Por - 15 de diciembre de 2014

Después de las malas críticas que le han llovido a la película ci-fi del director de Hierro allí por donde ha pasado, no voy a ser yo quien se ensañe con Autómata, filme que, efectivamente, no llega a la altura de la hipnótica Blade Runner ni a la emotiva Inteligencia Artifical, ni creo que pretendiera hacerlo (por mucho que nos guste etiquetar la mercancía). Un agente de seguros de una compañía que fabrica robots descubre algo inusual en uno de ellos, lo que deriva en una peripecia del protagonista que le lleva a replantearse qué ocurriría si las máquinas fueran mejor que nosotros (lo que no es tan difícil de imaginar recordando el odio colmillero de algunos). Autómata no es un filme para talifanes de la ci-fi, es un divertimento para seguidores de Antonio Banderas que quieran ver al malagueño en un papel distinto en su carrera.

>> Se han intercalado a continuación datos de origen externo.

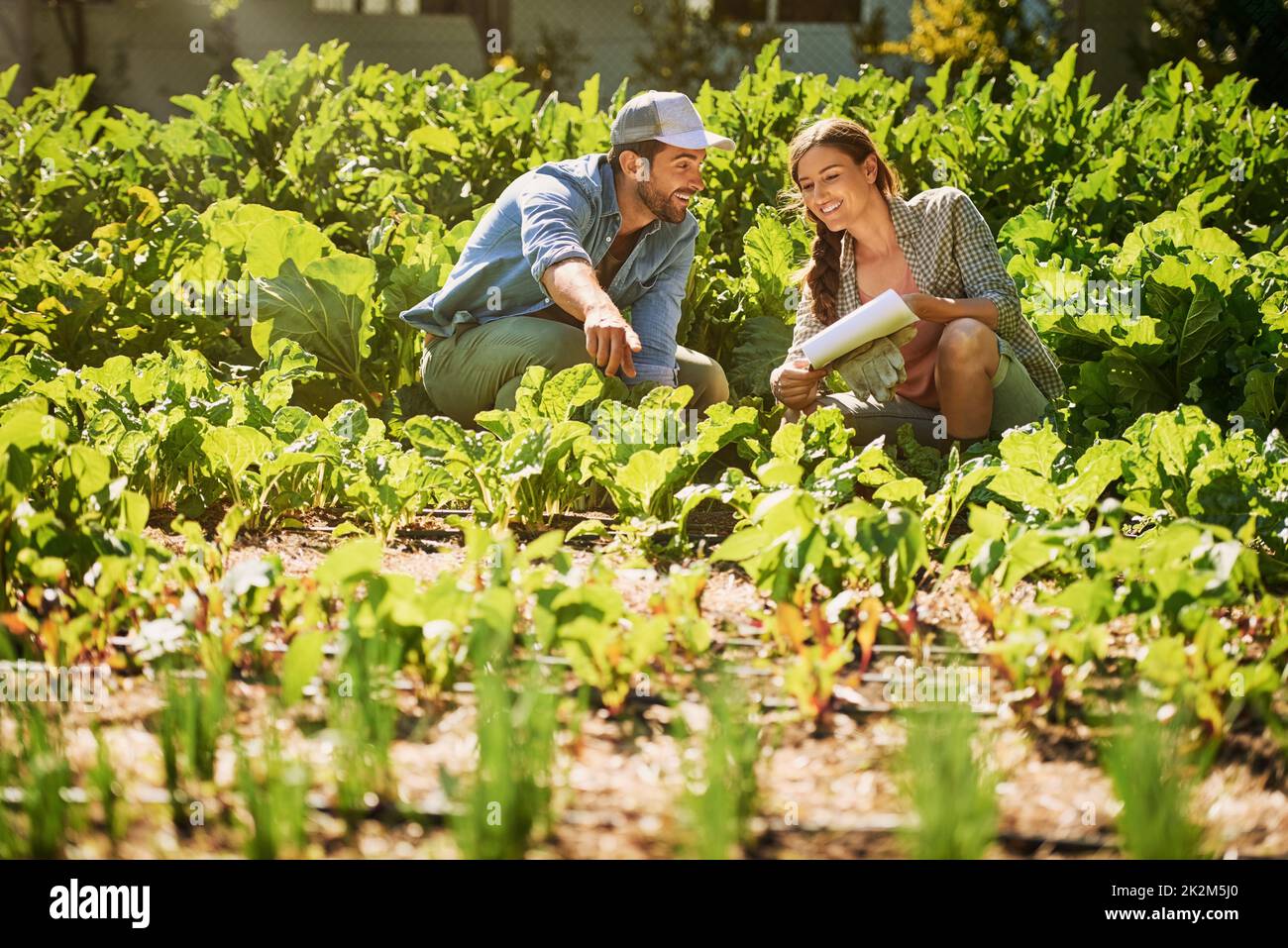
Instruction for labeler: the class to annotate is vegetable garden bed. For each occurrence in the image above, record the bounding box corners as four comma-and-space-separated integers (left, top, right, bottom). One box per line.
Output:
0, 44, 1288, 858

Visto desde esta perspectiva, aunque no cuente con un gran guión (la historia hace aguas al final) ni con actuaciones sobrecogedoras (mucho se ha hablado de la sobreactuación de Banderas, pero Dylan McDermott no eleva el nivel), Autómata es una película cuya primera mitad resulta de lo más interesante y entretenida, cuando se avanza en el thriller, con unas localizaciones que crean una atmósfera propia de un futuro sombrío como se espera de un filme de estas características. En el momento en que Banderas llega al desierto y se marca un baile con un robot, lo mejor es darse a las palomitas.